Providing an alternative to guardianship
In everyday life, the concept of Supported Decision-Making (SDM) could describe the process by which the majority of people make decisions — by consulting with friends, family, social networks, and community supports to weigh the pros and cons of a decision, to review potential outcomes, and, in the end, to finally make a choice. That is, we all use supports of some kind in our decision-making.
The formal practice of Supported Decision-Making has increasingly emerged as an alternative option to guardianship, placing a person with an intellectual or developmental disability at the center of the decision-making process, and providing them with the type of support they need in order to make and implement their decisions and weigh all the alternatives and consequences that may flow from a decision or even a lack of a decision.
SDM may take many forms — and an individual will need to choose a trusted person or network to support them in whatever way(s) they need – which can be an informal decision-making network of support to a formal contract or agreement with their supporter (called a Supported Decision-Making Agreement or SDMA). Whatever the format, SDM practice should strive to provide a structure that will ensure that a person has full support and protections for their needs, along with the ability to make the decisions that affect their life – to provide them with maximal autonomy in the least restrictive way suitable to their needs.

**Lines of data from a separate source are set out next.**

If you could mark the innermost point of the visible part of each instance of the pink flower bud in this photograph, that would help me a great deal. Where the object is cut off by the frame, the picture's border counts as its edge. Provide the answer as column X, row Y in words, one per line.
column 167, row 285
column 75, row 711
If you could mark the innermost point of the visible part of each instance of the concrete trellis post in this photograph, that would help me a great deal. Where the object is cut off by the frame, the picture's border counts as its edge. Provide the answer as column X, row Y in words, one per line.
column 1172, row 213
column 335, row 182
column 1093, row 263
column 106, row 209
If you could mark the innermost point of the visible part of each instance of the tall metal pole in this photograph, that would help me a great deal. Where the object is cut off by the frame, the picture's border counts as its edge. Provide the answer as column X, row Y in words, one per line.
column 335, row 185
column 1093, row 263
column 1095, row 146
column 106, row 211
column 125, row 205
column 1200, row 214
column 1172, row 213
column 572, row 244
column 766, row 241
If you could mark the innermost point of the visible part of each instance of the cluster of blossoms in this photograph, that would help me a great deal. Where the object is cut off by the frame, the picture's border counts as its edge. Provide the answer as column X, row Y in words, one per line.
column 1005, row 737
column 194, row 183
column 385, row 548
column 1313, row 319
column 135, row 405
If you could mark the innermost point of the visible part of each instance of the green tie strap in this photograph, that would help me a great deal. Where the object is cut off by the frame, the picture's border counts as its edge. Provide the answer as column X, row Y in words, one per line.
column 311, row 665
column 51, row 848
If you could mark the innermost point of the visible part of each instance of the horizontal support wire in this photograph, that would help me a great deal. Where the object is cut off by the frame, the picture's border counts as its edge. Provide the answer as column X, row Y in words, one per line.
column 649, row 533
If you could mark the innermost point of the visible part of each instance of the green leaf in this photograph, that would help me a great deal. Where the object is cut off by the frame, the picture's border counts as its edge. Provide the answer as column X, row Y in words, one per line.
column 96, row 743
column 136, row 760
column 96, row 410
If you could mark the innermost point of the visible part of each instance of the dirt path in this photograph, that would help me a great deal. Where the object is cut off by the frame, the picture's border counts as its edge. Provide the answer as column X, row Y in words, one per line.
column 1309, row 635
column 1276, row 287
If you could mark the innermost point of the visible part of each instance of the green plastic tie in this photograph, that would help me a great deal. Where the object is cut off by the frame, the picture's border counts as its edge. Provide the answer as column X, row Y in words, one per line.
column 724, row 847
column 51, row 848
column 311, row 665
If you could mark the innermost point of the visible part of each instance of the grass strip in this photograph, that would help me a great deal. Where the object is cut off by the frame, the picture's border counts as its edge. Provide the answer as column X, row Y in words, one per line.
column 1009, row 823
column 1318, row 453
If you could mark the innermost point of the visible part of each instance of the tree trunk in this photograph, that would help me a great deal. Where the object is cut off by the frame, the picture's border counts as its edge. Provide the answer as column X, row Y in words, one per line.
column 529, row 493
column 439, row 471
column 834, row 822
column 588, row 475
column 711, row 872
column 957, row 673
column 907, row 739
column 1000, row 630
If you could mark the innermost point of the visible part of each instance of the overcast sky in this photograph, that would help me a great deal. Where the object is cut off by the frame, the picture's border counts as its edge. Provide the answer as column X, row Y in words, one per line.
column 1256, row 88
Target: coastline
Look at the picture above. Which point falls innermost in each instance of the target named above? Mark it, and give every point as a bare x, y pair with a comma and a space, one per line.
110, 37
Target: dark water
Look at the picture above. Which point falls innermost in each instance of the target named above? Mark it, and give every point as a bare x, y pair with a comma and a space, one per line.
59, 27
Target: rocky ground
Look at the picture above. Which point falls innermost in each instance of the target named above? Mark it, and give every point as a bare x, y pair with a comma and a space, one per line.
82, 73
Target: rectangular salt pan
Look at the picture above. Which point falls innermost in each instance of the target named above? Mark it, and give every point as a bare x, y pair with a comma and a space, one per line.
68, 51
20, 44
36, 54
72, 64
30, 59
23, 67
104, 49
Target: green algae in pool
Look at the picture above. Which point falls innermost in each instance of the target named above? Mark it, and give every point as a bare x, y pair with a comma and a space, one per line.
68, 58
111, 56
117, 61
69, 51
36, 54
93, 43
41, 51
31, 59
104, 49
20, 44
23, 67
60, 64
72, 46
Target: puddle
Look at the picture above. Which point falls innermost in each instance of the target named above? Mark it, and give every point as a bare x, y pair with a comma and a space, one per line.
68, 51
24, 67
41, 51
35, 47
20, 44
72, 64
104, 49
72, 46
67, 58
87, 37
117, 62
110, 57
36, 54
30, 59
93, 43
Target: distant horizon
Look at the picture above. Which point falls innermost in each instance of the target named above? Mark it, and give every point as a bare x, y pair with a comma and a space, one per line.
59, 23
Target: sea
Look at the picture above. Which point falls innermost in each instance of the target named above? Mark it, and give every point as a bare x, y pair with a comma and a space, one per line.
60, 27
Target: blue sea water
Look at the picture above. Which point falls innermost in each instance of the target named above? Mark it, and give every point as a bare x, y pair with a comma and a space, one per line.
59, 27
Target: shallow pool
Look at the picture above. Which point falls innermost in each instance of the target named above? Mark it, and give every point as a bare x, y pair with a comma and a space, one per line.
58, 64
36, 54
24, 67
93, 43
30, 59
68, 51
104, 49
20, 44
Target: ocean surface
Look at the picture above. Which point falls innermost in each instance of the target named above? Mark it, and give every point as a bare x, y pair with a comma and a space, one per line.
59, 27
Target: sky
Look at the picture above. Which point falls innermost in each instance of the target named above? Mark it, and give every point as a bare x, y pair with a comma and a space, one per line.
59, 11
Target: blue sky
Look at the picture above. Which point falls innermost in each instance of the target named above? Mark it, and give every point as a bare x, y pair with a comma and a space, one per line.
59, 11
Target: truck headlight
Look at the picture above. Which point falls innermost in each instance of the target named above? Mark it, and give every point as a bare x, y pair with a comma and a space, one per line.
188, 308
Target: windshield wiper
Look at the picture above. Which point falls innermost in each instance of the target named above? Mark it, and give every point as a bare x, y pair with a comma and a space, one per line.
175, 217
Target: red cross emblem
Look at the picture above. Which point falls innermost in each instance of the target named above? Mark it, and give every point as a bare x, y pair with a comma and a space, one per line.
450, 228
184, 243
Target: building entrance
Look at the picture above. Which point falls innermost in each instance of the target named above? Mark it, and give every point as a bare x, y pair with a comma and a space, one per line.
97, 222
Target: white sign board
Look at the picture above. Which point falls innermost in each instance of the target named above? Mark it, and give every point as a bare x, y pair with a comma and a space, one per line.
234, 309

American Bar Association (ABA) PRACTICAL Tool
The American Bar Association (ABA) advocates for less restrictive alternatives to guardianship, and the ABA’s Commission on Law and Aging has created a PRACTICAL Tool as a guide for lawyers to identify and implement decision-making options (Supported Decision Making or SDM) for persons with disabilities that are less restrictive than guardianship.
The PRACTICAL Tool presumes that less restrictive options such as the use of health care proxy, a power of attorney, an advance directive, or a trust may be utilized instead of guardianship, and that any areas of specific concern(s) for a person be identified and then determined if they can be met.
A matter of concern is typically related to issues like money management, health care, independent community living, personal safety (avoiding danger and abuse), maintaining good relationships, and the ability to understand important legal documents such as a lease or employment contract.
The tool will also consider if a concern can be addressed (or perhaps has already been partially addressed) by family or by connecting to a community resource network.
If a legal agent or surrogate is appointed (for example, under a health care proxy, a POA or trust, it should be in accordance with the person’s preferences.
Project Guardianship Advocacy
There is a great need for a better and more equitable guardianship system in New York State and across the country. Nonetheless, guardianship is an intervention that protects individuals in need of protection, but also infringes upon their individual rights and self-determination.
Therefore, less restrictive options such as creation of a healthcare proxy and practices such as Supported Decision-Making tools and protocols, for persons with an intellectual or developmental disability, should always be considered first as an alternative to a more restrictive options such as guardianship for an individual’s care planning.
The utilization of these tools and instruments should be supported in populations and communities that in the past have been underserved and without access to these alternatives, including low-income communities and communities of color.
We therefore advocate for the appointment of a guardian as a last resort, and that the guardianship order be limited to only those areas in which the individual needs decision-making assistance and care oversight.